といいますか、ぼくにとっての坂本龍一は、1980年代初頭に京都会館別館ホールで観た、EP-4とのジョイントコンサート以来止まっている(笑)かなあ。アレ以来、立ってタテノリで演奏している教授を見ていないような気もします。

>こういうとき、ネットで検索して店を探すのもいいけど、
>初めての街では「歩いて探す」というのがわりとイイですね。

とても同感です。
また、そんな時にナカナカの店を引き当てると、すごく得した感がありますよね。あえてその店は検索等の復習をすることなく取っておく、みたいな。

では、ちょっとニュアンス違いですが、ぼくもタナポタ的な話を。
年末に四谷三丁目、いわゆる荒木町で飲もう、ということになって、場所だけ決まったんだけど、店選びは相手に任せたんですね。で、四谷荒木町商店会の公式マップで見つけたという「美鈴」に決めたとの連絡。

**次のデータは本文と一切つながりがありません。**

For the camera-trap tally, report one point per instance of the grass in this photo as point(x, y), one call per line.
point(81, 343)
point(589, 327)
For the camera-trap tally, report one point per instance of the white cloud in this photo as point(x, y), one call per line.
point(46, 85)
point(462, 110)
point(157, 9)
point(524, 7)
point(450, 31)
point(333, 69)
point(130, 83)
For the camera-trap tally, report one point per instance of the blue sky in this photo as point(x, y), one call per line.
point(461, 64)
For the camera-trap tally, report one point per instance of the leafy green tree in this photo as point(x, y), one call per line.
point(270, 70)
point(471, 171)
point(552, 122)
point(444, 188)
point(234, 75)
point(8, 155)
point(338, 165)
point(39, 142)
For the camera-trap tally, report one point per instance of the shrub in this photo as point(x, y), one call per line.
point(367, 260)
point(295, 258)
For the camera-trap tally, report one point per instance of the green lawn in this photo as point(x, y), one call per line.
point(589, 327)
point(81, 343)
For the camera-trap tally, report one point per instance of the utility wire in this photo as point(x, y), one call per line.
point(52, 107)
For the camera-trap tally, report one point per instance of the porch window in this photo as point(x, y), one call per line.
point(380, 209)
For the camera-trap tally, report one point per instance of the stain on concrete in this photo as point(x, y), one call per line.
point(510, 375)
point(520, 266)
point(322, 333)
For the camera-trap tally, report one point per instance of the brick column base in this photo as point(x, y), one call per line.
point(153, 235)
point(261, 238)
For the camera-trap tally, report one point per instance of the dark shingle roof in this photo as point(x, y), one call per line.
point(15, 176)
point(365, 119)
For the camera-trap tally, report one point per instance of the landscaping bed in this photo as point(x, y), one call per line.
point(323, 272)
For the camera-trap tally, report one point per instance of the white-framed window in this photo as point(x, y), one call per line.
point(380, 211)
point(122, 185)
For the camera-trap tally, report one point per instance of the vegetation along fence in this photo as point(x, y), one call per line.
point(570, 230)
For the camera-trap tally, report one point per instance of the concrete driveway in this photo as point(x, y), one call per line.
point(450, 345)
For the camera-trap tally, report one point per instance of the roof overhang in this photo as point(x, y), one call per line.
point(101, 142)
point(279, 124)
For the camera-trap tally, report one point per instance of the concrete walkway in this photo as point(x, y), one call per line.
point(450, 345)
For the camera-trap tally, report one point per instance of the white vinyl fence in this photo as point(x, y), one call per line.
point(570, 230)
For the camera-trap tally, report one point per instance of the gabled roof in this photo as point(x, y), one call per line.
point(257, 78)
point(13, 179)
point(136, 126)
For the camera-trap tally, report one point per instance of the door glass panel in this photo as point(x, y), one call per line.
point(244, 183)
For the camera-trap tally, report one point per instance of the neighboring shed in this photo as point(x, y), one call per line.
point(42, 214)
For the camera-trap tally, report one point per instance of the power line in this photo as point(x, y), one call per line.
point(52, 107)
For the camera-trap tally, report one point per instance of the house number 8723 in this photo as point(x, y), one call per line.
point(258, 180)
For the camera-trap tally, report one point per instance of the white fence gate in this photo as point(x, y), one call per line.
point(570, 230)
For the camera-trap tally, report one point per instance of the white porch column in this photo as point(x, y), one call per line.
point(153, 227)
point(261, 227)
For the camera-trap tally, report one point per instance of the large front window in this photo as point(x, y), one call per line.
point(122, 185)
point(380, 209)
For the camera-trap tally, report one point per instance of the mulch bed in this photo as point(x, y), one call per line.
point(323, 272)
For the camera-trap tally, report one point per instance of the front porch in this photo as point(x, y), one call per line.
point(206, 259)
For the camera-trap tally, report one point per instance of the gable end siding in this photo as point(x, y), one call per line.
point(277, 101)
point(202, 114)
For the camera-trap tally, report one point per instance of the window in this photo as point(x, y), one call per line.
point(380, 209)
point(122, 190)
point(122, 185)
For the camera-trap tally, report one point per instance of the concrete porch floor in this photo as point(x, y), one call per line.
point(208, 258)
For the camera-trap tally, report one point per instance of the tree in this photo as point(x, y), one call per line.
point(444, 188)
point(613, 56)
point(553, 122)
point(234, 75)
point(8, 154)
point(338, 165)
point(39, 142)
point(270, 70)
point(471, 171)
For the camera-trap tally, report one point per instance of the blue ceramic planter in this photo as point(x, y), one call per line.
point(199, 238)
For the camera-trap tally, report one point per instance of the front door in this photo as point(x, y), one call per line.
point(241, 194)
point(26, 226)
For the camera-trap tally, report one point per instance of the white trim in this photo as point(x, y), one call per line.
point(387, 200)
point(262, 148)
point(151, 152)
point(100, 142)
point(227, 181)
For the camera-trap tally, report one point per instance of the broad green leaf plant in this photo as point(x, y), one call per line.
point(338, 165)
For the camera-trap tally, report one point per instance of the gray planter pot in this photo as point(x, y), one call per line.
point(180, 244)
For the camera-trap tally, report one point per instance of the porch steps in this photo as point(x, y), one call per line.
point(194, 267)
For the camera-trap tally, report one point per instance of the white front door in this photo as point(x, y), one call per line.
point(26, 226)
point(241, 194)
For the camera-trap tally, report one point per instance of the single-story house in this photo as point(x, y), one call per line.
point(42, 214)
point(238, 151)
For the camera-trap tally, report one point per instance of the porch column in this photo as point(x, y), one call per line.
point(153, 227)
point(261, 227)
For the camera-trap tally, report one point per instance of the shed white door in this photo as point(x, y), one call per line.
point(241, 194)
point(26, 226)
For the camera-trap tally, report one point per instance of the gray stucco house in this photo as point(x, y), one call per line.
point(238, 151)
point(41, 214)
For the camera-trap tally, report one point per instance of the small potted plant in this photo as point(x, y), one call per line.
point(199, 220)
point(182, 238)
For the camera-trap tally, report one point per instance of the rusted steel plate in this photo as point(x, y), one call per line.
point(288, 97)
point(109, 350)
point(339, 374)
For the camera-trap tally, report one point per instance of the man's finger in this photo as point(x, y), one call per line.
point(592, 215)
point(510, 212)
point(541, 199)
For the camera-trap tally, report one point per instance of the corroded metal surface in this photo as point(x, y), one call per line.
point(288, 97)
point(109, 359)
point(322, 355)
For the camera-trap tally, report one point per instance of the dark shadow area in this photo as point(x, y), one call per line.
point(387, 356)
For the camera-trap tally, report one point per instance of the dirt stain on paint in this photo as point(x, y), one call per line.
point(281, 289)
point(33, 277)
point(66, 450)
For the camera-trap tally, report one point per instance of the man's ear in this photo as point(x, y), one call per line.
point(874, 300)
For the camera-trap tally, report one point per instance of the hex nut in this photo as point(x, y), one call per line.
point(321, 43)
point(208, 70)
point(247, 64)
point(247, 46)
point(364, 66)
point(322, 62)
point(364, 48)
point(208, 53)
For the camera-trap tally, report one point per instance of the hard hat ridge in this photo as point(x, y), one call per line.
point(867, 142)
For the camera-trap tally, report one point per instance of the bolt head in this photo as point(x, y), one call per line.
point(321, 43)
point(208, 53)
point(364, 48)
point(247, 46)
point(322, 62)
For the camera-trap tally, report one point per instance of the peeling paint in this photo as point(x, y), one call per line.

ぼくはなぜか「美鈴」と聞いたときに、以前ここでも紹介したこともある「鈴なり」と勘違いして、「あ、いい店だよ。了解」と答えてました。

直前に間違いに気づいたんですが、予約の電話の際とても感じがよかったとのこと。検索してみたら食べログに一件の口コミもない! これはいい店だと確信し、迷わず「美鈴」へ訪問しました。

がらっと開けると、カウンター席と小上がり。荒木町で40年の女将さん(ただし、この店は十数年と言っておられました)。そしてその姪の二人で切り盛り。ここが東京のど真ん中かと、自分の位置を見失うほどの穏やかな空気。場末感漂う中にきらめく気品。

優しいべらんめえ口調というか、女将さんのつかづ離れずの絶妙な接客と、意外ときちんと仕込みがされた手料理。そして、決して新しいわけではないけど、隅々まで日々磨かれているであろう恐ろしいほど清潔なカウンター。

何か、飲食店とはこうあるべき、の原点を見たようで、年末に心が洗われました。
また、一人で訪れる中年男性や、年配者と若者のイイ関係のグループなど、新橋や新宿では見失いつつある上客の常連も多い様子。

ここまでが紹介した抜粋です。